今年(2004年)はオリンピック・アテネ大会が8月に開催されます。日本代表選手の活躍が今から楽しみですが、その一方で心配の種もあります。日本を応援するため国内より大勢の日本人がヨーロッパにでかけることが予想されますが、試合のことに気を取られ身の回りがおろそかになり、犯罪者の恰好の餌食となってしまう方も多いのではないかということです。

そこで、今回は私共の心配が現実のものにならないことを願いながら、ヨーロッパで特に多い「スリ」にスポットをあて、日本人の被害傾向をご紹介します。

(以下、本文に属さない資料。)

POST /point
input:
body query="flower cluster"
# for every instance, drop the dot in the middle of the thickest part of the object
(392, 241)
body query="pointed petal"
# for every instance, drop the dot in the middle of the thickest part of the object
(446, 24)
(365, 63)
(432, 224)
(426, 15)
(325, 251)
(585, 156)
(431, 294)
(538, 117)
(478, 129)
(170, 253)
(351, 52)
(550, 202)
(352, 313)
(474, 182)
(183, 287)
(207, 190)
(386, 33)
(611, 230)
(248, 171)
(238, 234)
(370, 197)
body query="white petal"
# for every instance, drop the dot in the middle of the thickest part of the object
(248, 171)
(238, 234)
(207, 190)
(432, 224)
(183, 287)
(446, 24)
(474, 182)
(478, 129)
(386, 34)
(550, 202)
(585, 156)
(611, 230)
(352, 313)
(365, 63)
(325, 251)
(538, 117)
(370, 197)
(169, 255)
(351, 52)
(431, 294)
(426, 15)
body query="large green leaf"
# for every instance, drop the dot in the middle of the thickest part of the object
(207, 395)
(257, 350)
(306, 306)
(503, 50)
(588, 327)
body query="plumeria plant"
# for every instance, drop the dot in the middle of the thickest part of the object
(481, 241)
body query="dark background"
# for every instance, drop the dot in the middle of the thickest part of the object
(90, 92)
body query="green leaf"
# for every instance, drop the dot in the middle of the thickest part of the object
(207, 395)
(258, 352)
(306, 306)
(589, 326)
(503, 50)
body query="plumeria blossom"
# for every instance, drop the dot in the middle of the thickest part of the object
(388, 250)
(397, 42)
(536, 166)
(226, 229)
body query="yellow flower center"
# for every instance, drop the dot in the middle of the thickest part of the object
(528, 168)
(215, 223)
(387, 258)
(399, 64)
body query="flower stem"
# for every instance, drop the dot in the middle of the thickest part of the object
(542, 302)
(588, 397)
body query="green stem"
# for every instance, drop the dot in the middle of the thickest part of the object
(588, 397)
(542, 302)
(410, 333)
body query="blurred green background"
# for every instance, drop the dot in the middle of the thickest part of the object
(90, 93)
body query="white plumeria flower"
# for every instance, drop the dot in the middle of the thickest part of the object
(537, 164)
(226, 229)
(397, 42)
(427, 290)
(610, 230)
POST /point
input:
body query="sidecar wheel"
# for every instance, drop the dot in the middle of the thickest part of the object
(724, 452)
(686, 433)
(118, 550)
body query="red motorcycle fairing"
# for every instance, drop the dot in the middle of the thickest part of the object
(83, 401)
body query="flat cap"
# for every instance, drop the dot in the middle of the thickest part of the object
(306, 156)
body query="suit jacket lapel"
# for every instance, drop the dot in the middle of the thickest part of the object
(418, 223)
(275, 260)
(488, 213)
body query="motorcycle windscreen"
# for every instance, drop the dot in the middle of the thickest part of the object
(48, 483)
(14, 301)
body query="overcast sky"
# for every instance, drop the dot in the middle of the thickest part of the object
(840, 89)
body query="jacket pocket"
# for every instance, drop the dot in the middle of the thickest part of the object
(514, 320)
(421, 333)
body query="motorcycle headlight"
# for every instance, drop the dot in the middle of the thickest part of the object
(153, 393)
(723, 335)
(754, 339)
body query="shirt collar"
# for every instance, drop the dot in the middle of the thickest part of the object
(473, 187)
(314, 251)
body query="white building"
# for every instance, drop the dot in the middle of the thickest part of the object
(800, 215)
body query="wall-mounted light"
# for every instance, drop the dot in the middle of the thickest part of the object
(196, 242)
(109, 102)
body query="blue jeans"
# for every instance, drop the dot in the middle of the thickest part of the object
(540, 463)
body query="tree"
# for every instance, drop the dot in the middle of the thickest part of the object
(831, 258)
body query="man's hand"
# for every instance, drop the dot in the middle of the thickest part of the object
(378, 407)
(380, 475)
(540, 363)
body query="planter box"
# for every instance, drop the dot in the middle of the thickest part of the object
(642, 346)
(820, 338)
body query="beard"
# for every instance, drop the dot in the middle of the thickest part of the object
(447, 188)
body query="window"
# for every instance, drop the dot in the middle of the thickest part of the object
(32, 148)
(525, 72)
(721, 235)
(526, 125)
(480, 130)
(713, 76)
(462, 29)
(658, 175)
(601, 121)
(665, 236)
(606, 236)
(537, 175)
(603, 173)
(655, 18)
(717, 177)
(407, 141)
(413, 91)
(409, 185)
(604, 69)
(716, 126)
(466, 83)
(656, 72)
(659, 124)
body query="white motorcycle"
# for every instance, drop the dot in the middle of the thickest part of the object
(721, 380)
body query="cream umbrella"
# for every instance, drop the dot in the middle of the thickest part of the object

『パリ地下鉄を利用した30代男性。オペラ座駅のエスカレーターに乗ったら、すぐ前の男がタバコを落としたので拾おうとしゃがみこみんだ。その男を押し倒す訳にも行かず、行く手をさえぎられたまま気を取られている間に、後ろから来た別の男にズボンの後ろポケットから財布を抜き取られた。2人組のスリによる連携プレーであった。』

オペラ座駅のエスカレーターに乗ったら

『イタリアのローマ市内を観光していた20代女性。突然、街角で数人の子供に取り囲まれ、新聞を身体に押し付けるように見せられた。わけがわからず、また何を言っているのか判らなかったので聞こうとしたが、子供たちはすぐにクモの子を散らすように走り去ってしまった。持っていたハンドバックが開けられ財布が無くなっていたのに気が付いたのは、その直後だった。』

これらは典型的なスリの被害例ですが、スリの手が届かないよう自分の近くに不審な人物を寄せ付けないようにしていれば、防ぐことができました。例えば走って逃げたり、大声を出して不審者を追い払うことで被害に遭わずに済むのです。

街角で数人の子供に取り囲まれ

しかし、対策は比較的簡単なのですが、スリの手口も実に巧妙で人間の心理をうまくついてきますから、予備知識と心構えがなければ大抵の方は防ぐことができません。それにしてもいつもの満員電車に慣れているせいでしょうか、赤の他人が自分の身体に触れてもさほど気にしません。いや、気にしないようにしているのかもしれません。しかし、よく考えてみればわかりますが、さほど混雑もしていない場所で他人が自分の身体に触れて来るのは偶然か悪意かのどちらかしかありません。混み合う場所でもないのに身体に触れて来る他人には気をつけねばならないのが、海外では常識と考える必要があります。